Silo Collapse: An Experimental Study

The purpose of this experimental work is to develop some basic insight into the pre-buckling behavior and the buckling transition toward plastic collapse of a granular silo by studying different patterns of deformation generated on thin paper cylindrical shells during granular discharge. We study the collapse threshold considering the influence of the bed heights, flow rates and grain sizes. We compare the patterns that appear during the discharge of spherical beads, with those obtained in the axially compressed cylindrical shells. When the height of the granular column is close to the collapse threshold, we observe a ladder like pattern that rises around the cylinder surface in a spiral path of diamond shaped localizations, and develops into a plastic collapsing fold that grows around the collapsing silo.

Characterization of invariant patterns in a slowly rotated granular tumbler

We report experimental results of the pattern developed by a mixture of two types of grains in a triangular rotating tumbler operating in the avalanche regime. At the centroid of the triangular tumbler an invariant zone appears where the grains do not move relative to the tumbler. We characterize this invariant zone by its normalized area, Ai, and its circularity index as a function of the normalized filling area A. We find a critical filling area so that only for A>Ac invariant zones are obtained. These zones scale as Ai∼(A−Ac)2 near Ac. We have obtained a maximum in the circularity index for A≈0.8, for which the shape of the invariant zone is closer to a circular one. The experimental results are reproduced by a simple model which, based on the surface position, accounts for all the possible straight lines within the triangle that satisfy the condition of constant A. We have obtained an analytic expression for the contour of the invariant zone. Experimentally, we obtained a displacement in Ac that we explain in terms of a finite width of the avalanche region. This displacement is needed only to correct the size of the invariant zone, not its shape.

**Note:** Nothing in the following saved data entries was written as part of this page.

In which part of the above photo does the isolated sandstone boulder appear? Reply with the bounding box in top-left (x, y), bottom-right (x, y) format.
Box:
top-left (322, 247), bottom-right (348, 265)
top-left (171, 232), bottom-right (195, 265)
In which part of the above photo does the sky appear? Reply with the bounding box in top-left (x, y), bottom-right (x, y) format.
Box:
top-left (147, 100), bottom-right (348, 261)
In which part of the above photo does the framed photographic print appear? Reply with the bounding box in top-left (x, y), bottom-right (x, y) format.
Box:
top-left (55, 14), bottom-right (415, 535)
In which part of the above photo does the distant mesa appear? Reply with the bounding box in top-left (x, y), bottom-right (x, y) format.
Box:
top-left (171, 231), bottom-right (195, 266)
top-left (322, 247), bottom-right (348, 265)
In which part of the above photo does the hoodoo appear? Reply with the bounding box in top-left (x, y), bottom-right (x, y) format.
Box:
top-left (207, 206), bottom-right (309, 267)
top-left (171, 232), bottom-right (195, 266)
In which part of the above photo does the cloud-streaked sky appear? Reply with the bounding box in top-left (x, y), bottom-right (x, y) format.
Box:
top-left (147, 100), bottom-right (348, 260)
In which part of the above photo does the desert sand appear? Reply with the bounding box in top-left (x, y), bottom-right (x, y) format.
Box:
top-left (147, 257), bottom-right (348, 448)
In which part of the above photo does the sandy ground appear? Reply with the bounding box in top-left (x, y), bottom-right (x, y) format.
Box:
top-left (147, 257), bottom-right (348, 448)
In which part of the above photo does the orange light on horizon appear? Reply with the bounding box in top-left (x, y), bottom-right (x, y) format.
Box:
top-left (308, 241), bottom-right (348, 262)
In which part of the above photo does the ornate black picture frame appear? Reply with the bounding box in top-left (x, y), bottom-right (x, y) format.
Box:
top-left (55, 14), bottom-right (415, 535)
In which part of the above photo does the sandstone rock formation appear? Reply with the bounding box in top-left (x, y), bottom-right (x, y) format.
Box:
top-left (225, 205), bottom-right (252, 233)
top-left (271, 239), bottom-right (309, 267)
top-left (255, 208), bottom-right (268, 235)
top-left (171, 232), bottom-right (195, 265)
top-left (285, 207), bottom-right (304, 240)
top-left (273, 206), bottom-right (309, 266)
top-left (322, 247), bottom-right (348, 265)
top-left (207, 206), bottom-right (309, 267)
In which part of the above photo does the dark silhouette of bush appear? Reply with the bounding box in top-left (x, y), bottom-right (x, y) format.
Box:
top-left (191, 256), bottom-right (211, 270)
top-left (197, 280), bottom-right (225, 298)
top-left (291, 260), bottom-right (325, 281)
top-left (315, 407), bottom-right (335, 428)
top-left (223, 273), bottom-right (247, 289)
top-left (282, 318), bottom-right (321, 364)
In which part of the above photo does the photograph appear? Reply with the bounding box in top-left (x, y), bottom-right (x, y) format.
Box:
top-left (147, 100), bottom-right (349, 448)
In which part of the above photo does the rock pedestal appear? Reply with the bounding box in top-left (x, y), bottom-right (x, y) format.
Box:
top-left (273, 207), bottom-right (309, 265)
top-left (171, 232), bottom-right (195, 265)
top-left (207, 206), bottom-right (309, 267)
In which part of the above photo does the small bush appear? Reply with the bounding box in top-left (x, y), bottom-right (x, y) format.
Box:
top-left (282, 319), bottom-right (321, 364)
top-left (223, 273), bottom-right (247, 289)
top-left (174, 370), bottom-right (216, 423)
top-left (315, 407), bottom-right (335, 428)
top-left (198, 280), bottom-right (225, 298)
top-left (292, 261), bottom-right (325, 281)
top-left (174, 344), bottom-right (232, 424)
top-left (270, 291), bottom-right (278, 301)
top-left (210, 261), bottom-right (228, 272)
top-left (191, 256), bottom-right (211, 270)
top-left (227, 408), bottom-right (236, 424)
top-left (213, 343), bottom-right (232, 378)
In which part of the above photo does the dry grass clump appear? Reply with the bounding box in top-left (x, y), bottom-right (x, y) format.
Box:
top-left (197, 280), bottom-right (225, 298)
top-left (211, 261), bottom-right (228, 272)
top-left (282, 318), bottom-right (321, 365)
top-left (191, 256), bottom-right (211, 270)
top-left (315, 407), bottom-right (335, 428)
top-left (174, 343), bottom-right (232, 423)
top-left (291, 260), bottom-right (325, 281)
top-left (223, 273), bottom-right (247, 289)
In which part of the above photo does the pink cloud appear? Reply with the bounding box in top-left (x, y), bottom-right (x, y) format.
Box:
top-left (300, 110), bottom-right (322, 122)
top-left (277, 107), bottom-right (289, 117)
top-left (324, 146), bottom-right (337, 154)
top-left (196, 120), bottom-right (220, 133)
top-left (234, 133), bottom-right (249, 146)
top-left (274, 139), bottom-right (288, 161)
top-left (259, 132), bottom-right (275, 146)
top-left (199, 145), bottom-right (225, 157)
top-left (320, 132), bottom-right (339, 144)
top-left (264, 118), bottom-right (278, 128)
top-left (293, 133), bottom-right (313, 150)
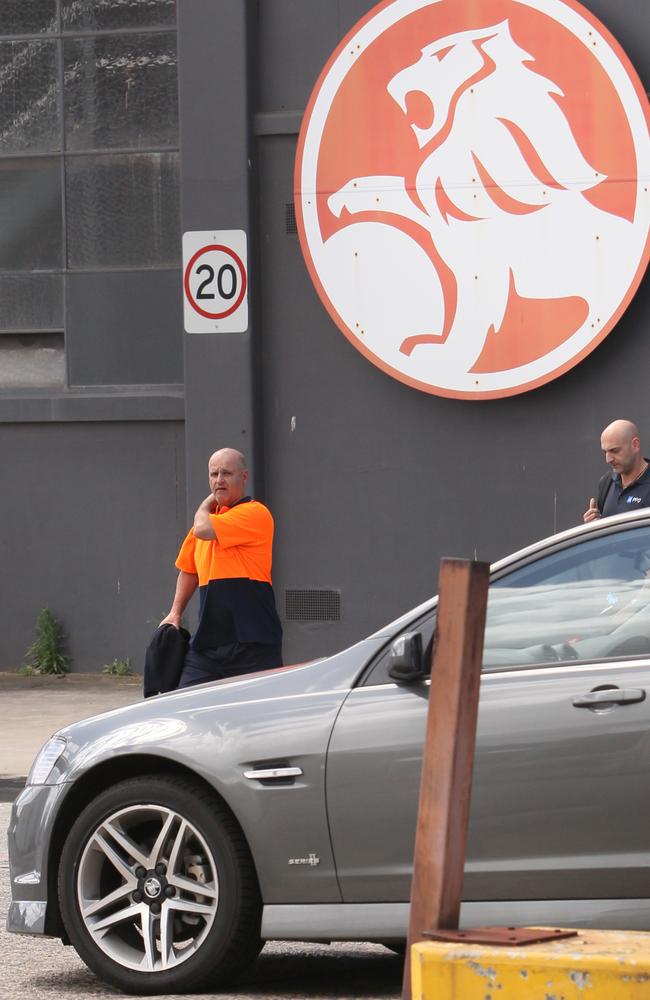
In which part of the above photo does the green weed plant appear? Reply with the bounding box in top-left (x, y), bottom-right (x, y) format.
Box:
top-left (25, 609), bottom-right (70, 675)
top-left (102, 657), bottom-right (132, 676)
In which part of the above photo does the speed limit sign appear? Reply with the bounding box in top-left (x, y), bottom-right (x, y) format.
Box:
top-left (182, 230), bottom-right (248, 333)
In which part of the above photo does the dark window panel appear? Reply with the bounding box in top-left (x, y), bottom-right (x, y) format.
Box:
top-left (0, 273), bottom-right (63, 330)
top-left (0, 40), bottom-right (60, 153)
top-left (0, 1), bottom-right (57, 35)
top-left (66, 269), bottom-right (182, 385)
top-left (0, 333), bottom-right (64, 388)
top-left (66, 152), bottom-right (180, 267)
top-left (61, 0), bottom-right (176, 32)
top-left (64, 32), bottom-right (177, 151)
top-left (0, 158), bottom-right (62, 269)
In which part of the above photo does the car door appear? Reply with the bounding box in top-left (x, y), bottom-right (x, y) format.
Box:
top-left (325, 520), bottom-right (650, 905)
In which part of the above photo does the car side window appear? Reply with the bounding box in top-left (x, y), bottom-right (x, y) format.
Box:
top-left (363, 524), bottom-right (650, 684)
top-left (485, 525), bottom-right (650, 668)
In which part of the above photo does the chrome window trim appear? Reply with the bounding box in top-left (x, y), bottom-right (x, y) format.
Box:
top-left (359, 656), bottom-right (650, 692)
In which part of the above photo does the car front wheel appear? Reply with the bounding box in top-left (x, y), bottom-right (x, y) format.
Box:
top-left (58, 774), bottom-right (262, 995)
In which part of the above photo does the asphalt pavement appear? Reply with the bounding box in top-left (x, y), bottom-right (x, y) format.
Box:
top-left (0, 670), bottom-right (144, 799)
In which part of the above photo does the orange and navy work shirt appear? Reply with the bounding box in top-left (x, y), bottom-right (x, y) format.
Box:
top-left (175, 497), bottom-right (282, 652)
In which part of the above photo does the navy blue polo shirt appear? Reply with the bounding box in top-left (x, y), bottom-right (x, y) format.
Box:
top-left (601, 462), bottom-right (650, 517)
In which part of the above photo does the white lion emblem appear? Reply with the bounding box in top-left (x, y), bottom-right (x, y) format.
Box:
top-left (325, 20), bottom-right (634, 379)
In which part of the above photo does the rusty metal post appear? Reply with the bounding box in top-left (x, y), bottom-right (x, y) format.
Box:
top-left (401, 558), bottom-right (490, 1000)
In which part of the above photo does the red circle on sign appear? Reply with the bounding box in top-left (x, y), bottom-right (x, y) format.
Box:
top-left (184, 244), bottom-right (247, 320)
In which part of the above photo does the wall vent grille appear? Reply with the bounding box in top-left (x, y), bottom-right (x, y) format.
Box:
top-left (285, 589), bottom-right (341, 621)
top-left (285, 202), bottom-right (297, 235)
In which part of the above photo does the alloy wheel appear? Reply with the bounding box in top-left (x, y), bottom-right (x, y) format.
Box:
top-left (76, 802), bottom-right (219, 972)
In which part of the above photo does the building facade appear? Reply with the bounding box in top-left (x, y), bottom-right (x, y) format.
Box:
top-left (1, 0), bottom-right (648, 671)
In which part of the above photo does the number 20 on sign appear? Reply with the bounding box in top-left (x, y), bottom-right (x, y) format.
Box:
top-left (182, 230), bottom-right (248, 333)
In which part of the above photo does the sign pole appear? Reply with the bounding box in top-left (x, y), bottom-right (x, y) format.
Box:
top-left (401, 557), bottom-right (490, 1000)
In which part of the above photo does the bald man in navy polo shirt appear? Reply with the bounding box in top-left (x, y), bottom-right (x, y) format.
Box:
top-left (584, 419), bottom-right (650, 522)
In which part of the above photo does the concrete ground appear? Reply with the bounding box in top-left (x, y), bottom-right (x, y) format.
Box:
top-left (0, 670), bottom-right (144, 789)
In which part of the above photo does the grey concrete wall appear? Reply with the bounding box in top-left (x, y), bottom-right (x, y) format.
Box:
top-left (0, 7), bottom-right (186, 675)
top-left (0, 420), bottom-right (186, 673)
top-left (248, 0), bottom-right (650, 662)
top-left (2, 0), bottom-right (642, 675)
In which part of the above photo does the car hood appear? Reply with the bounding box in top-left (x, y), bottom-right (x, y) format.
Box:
top-left (43, 634), bottom-right (388, 781)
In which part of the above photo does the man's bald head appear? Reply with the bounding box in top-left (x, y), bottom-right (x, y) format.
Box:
top-left (601, 419), bottom-right (644, 486)
top-left (602, 419), bottom-right (640, 445)
top-left (209, 447), bottom-right (247, 470)
top-left (208, 448), bottom-right (248, 508)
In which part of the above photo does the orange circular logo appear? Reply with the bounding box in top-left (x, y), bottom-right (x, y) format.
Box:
top-left (295, 0), bottom-right (650, 399)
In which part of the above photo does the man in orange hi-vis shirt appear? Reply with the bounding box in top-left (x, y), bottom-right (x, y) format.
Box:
top-left (160, 447), bottom-right (283, 688)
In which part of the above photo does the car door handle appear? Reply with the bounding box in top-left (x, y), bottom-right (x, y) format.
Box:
top-left (572, 688), bottom-right (646, 708)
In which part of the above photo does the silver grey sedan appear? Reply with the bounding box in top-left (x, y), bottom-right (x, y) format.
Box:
top-left (8, 508), bottom-right (650, 994)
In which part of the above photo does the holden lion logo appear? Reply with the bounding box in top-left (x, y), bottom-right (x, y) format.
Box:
top-left (295, 0), bottom-right (650, 399)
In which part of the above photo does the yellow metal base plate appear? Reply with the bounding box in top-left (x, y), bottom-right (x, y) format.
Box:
top-left (412, 927), bottom-right (650, 999)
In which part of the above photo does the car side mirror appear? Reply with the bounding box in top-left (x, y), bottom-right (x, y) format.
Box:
top-left (388, 631), bottom-right (425, 683)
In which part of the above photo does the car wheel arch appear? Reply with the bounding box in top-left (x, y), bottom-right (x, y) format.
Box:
top-left (56, 772), bottom-right (264, 992)
top-left (45, 754), bottom-right (255, 938)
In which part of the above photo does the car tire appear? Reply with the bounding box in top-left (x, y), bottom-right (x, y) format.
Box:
top-left (58, 774), bottom-right (262, 995)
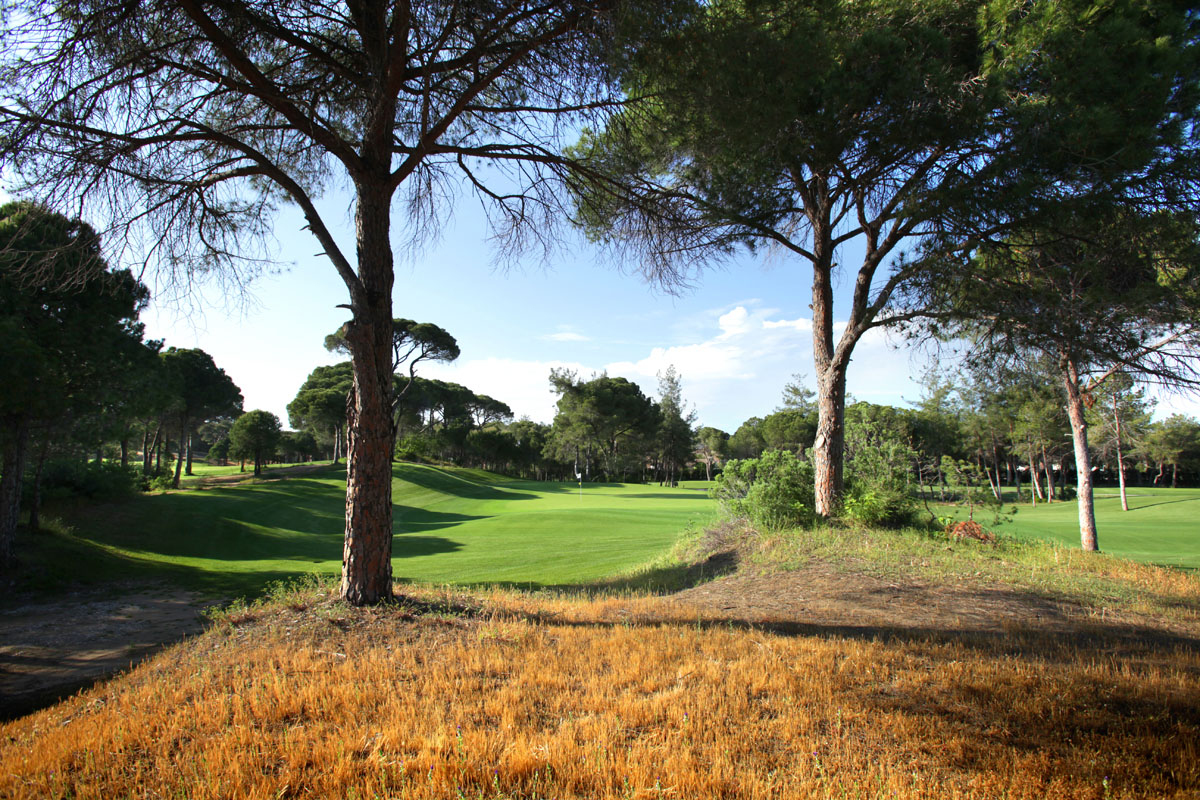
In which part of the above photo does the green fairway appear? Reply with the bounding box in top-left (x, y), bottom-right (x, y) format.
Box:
top-left (961, 486), bottom-right (1200, 569)
top-left (22, 463), bottom-right (713, 598)
top-left (181, 461), bottom-right (315, 479)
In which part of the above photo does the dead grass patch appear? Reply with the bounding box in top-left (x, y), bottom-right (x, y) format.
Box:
top-left (2, 585), bottom-right (1197, 799)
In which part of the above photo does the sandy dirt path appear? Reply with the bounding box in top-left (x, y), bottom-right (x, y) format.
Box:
top-left (0, 587), bottom-right (211, 720)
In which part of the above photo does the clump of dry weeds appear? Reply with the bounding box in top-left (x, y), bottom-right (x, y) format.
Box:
top-left (1, 584), bottom-right (1198, 799)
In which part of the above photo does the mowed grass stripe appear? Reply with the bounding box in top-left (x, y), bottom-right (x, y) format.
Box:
top-left (33, 463), bottom-right (711, 598)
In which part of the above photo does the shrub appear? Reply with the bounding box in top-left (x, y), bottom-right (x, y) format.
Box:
top-left (711, 449), bottom-right (814, 530)
top-left (844, 410), bottom-right (919, 528)
top-left (395, 434), bottom-right (432, 462)
top-left (29, 459), bottom-right (140, 502)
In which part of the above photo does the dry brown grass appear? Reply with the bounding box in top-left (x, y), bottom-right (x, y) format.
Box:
top-left (2, 586), bottom-right (1198, 799)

Behavior of grains in contact with the wall of a silo during the initial instants of a discharge-driven collapse

We study experimentally gravity-driven granular discharges of laboratory scale silos, during the initial instants of the discharge. We investigate deformable wall silos around their critical collapse height, as well as rigid wall silos. We propose a criterion to determine a maximum time for the onset of the collapse and find that the onset of collapse always occurs before the grains adjacent to the wall are sliding down. We conclude that the evolution of the static friction towards a state of maximum mobilization plays a crucial role in the collapse of the silo.